Lorsque tout s’effondre

De toute mon existence, la nuit obscure de l’âme aura été l’expérience la plus pénible et douloureuse qui m’est été donnée de traverser. Cet ultime passage vers l’adombrement des cellules par le Soi est une épreuve initiatique des plus intenses ouvrant vers le basculement intérieur. Cette épreuve remet en cause tout le fondement de ma Vie, celle d’une réalité dans laquelle j’ai été prisonnière.

Ce passage amorcé depuis plusieurs mois correspond à l’effondrement structurel de l’égo/mental. Au commencement , je pensais franchir, comme depuis plusieurs années, un passage de petites morts, mais cette traversée aura été celle de l’ultime basculement d’une force sans nom.

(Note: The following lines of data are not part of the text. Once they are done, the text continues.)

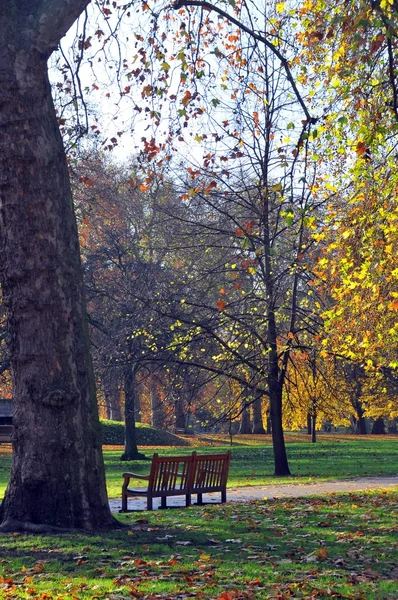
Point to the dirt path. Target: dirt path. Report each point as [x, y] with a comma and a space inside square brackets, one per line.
[287, 490]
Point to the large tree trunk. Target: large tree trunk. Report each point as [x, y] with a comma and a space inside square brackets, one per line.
[57, 473]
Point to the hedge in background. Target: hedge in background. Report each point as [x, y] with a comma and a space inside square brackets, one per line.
[113, 435]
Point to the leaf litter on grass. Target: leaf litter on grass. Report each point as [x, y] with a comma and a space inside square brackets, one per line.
[336, 546]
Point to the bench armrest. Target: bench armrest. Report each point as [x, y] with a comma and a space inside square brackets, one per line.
[129, 476]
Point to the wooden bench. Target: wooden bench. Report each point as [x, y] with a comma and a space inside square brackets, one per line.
[180, 476]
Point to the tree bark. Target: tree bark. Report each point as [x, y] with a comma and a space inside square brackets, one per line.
[157, 410]
[112, 393]
[130, 435]
[309, 423]
[180, 413]
[57, 473]
[313, 434]
[258, 427]
[245, 425]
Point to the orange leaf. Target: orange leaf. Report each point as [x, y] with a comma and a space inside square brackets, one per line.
[220, 305]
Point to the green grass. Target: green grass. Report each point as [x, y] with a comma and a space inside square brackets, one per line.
[330, 458]
[253, 465]
[336, 546]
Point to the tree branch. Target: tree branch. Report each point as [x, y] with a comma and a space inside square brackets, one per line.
[255, 35]
[55, 17]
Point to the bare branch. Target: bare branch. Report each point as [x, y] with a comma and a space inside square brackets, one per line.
[255, 35]
[55, 18]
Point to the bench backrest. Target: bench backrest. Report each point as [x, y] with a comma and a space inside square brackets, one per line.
[210, 471]
[170, 473]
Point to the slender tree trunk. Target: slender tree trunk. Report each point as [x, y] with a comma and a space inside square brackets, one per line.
[275, 396]
[57, 473]
[130, 435]
[309, 423]
[180, 413]
[269, 424]
[157, 410]
[245, 425]
[258, 427]
[112, 395]
[313, 435]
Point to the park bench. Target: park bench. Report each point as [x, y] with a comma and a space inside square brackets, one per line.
[180, 476]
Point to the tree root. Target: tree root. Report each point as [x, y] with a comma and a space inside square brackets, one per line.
[15, 526]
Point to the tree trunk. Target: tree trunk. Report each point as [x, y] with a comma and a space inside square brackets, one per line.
[278, 440]
[180, 414]
[275, 397]
[245, 425]
[157, 410]
[130, 435]
[258, 426]
[269, 424]
[111, 387]
[313, 435]
[309, 423]
[57, 473]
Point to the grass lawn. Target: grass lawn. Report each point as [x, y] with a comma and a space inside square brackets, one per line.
[332, 457]
[336, 546]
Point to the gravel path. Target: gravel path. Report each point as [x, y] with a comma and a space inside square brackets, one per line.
[287, 490]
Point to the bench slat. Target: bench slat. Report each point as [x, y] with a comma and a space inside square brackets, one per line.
[181, 475]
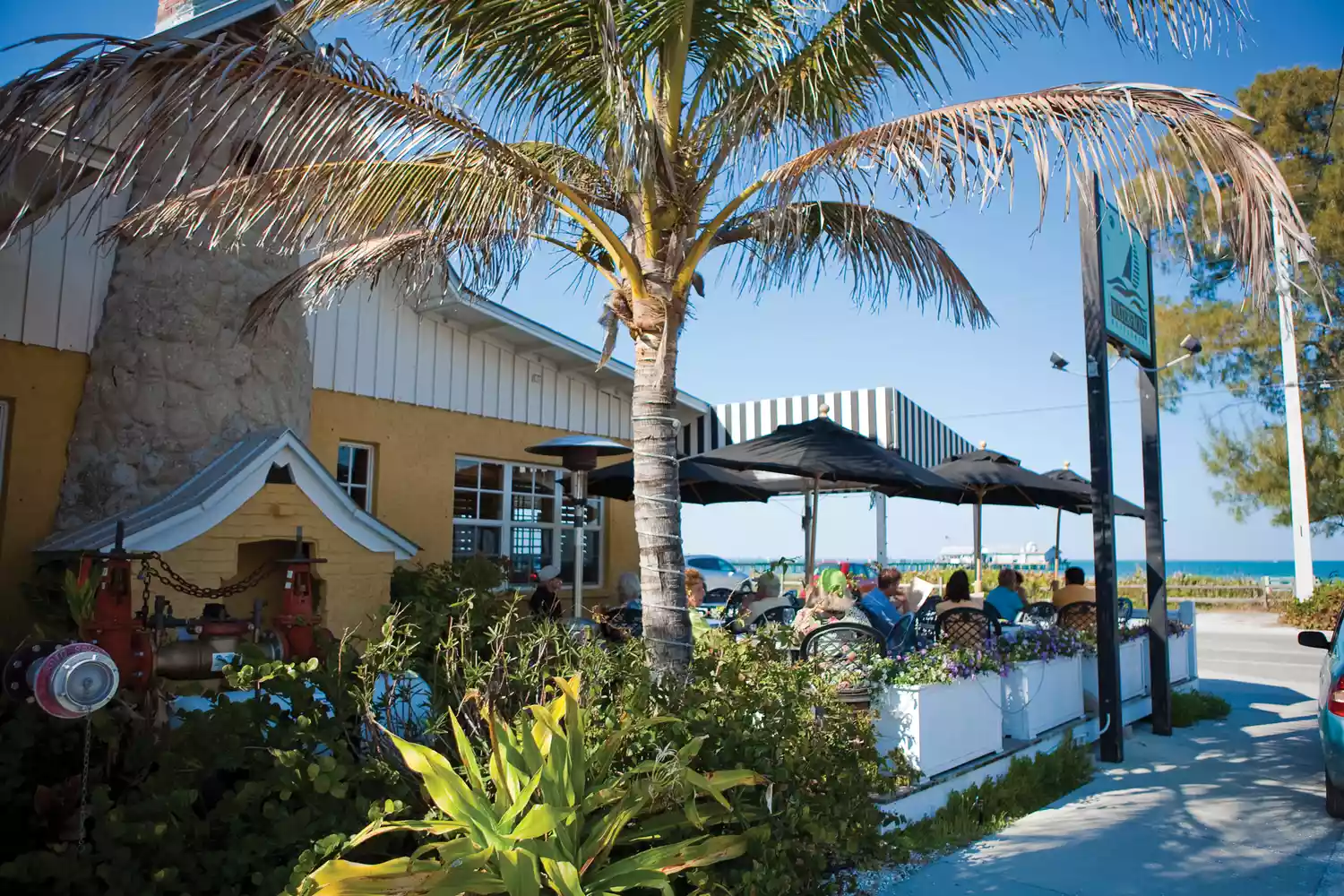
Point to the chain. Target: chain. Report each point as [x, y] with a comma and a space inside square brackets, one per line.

Semaine après semaine, j’avais été préparée. Démarrant par des défaillances corporelles, avec des tensions  et un épuisement,  le corps malade n’arrivait plus à trouver son s’équilibre. L’arrêt de mes activités et un retrait de la vie extérieure s’imposera. Le basculement vers l’intérieur demandait un arrimage profond et une disponibilité énergétique indispensable. Mon monde extérieur ne pouvait plus répondre dans cette phase d’interiorité. J’avais neutralisé tout mon ancien monde. La force me lâchait et jour après jour, je déversais des milliers de larmes tant les douleurs étaient au paraoxisme, prenant conscience du rejet, de l’abandon et toutes ces blessures que je m’infligeais créant ainsi ma réalite.
Après chaque vague d’accalmie, croyant être arrivée au bout du processus, dans la projection d’un meilleur jour et d’un meilleur futur, je voyais les leurres de mon mental qui gesticulait constamment encore empreint à des programmes trop présents.

Que de mensonges me suis-je raconter me berçant d’illusion depuis  trop longtemps!
Que de masque je portais pour fuir ma douloureuse réalité.

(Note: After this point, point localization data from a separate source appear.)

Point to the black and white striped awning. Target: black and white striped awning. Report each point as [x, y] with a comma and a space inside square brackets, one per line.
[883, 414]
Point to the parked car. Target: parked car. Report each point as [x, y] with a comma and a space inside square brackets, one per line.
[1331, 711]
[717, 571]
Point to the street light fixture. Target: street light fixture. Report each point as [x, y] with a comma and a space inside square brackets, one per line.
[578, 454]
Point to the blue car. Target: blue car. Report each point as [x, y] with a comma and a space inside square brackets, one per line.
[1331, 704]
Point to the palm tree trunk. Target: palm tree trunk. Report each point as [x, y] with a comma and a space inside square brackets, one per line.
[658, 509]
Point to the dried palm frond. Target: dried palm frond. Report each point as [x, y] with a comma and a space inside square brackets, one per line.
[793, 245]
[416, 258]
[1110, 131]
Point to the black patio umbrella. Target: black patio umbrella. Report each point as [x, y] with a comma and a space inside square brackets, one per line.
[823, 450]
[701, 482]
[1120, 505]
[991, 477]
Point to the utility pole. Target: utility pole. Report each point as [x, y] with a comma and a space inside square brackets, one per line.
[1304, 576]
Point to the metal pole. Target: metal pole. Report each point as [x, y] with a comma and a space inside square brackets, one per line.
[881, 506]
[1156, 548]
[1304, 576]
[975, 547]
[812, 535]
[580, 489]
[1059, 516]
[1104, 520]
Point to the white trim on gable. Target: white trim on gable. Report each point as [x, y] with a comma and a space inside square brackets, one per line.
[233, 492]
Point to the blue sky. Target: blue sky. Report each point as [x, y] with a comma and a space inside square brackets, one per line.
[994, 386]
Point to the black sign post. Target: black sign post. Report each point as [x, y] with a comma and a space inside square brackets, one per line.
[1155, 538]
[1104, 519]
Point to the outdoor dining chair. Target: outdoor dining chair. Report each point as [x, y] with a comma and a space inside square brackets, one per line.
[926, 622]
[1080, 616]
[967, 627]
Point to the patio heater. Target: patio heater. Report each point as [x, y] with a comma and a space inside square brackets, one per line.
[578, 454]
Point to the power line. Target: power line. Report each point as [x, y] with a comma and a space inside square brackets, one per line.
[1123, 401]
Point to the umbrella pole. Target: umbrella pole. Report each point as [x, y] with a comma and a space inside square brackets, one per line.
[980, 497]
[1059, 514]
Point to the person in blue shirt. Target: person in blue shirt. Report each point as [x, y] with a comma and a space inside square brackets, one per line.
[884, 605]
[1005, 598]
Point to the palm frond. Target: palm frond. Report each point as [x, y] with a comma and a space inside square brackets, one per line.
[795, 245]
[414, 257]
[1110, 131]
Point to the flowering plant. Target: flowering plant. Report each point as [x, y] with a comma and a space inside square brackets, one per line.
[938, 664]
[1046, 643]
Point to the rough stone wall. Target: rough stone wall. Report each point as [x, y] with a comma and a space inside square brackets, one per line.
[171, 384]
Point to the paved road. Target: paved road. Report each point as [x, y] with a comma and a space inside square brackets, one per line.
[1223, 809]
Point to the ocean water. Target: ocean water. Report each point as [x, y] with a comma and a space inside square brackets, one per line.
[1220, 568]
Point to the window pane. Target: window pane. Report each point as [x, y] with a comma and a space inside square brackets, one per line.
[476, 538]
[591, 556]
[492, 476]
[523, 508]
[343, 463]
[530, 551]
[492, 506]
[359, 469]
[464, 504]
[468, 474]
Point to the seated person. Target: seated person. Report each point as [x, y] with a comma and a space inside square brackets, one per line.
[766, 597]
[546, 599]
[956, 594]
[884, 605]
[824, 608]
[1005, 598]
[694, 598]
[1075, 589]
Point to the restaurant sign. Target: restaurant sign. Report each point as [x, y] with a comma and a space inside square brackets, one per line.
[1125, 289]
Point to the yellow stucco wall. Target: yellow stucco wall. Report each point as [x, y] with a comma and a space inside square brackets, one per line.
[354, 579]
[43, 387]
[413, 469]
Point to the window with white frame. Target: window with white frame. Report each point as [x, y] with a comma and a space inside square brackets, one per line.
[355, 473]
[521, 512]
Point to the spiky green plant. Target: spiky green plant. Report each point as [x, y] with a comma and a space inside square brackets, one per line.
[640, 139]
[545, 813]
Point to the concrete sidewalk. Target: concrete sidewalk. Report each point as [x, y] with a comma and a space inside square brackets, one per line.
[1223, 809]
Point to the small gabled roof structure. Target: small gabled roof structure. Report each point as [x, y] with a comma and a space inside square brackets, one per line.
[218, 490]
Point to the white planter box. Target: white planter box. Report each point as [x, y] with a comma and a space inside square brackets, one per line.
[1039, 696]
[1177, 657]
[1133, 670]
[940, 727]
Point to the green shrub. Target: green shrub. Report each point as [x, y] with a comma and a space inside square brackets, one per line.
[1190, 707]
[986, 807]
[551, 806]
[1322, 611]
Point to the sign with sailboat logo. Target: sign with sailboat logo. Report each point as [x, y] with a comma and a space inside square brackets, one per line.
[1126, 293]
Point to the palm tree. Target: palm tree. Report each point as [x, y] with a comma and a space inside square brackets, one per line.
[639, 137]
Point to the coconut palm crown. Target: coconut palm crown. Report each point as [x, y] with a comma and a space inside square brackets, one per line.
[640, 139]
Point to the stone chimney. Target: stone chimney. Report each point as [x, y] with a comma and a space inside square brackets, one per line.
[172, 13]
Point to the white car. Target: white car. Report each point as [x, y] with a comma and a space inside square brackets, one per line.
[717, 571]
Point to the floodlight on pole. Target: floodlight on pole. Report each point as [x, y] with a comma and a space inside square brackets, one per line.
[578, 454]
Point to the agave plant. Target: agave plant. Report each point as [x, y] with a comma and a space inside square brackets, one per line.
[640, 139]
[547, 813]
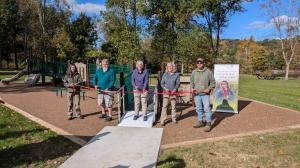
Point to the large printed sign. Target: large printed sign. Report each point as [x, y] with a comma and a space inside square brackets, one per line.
[225, 95]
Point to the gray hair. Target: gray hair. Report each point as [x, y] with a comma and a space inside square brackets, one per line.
[173, 66]
[105, 61]
[139, 62]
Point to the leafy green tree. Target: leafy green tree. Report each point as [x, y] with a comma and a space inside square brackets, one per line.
[259, 59]
[83, 35]
[215, 14]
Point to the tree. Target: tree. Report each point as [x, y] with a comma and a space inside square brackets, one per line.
[216, 15]
[259, 59]
[64, 47]
[228, 49]
[83, 35]
[10, 27]
[285, 16]
[245, 49]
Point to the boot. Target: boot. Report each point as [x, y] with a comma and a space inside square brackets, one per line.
[199, 124]
[207, 127]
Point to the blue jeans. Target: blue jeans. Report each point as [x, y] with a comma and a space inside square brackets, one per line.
[203, 104]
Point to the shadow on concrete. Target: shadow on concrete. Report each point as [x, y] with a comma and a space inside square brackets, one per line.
[15, 134]
[218, 117]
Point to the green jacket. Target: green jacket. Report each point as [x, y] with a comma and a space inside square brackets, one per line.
[105, 80]
[75, 79]
[202, 79]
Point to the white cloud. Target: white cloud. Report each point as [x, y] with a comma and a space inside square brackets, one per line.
[258, 25]
[85, 7]
[283, 19]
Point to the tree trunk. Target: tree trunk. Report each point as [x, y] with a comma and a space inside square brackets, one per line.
[16, 60]
[287, 69]
[1, 56]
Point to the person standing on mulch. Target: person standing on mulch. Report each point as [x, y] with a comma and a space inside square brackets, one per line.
[202, 82]
[104, 82]
[139, 81]
[170, 83]
[72, 82]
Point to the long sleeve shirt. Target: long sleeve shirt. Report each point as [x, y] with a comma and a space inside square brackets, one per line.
[105, 80]
[170, 81]
[140, 80]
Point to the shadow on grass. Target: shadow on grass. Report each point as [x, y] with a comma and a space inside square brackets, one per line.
[37, 153]
[172, 162]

Si durant les dernières années, tout mon travail d’accompagnement s’était  centré sur cette base de démantèlement structurel. Structurellement j’avais eu toutes les informations en amont  durant mes enseignements. Mais j’étais loin de me douter que je devais le vivre pleinement dans mon corps passant par une validation de l’expérience. Toucher la cuirasse fondamentale de naissance tel que l’appel Marie lise Labonté ou le feuillet de l’Ego/mental me menait à déposer les armes d’une Vie qui s’essouflait.

Lorsque le moment arrive et qu’on est prêt, la porte s’ouvre nous conduisant vers l’ombre la plus dense engrammée dans notre matière. La force qui émerge de cette profondeur pousse à expulser toutes les racines de notre construction de croyances, de mensonge, de leurres, d’artifices et d’illusions. Jamais telle terreur et frayeur ne m’ont été donnée d’ expérimenter. Le point de non retour enclenché il n’y avait qu’à se laisser mourrir dans ce passage. Il n’y avait plus rien à faire, ni à chercher, ni à contrôler… Le Soi descend dans le corps cherchant à prendre sa place. Il pousse sur son passage tout ce qui empêche l’Union intégrale intérieure ouvrant  le coeur, l’accès à l’amour de SOI et à notre vraie nature.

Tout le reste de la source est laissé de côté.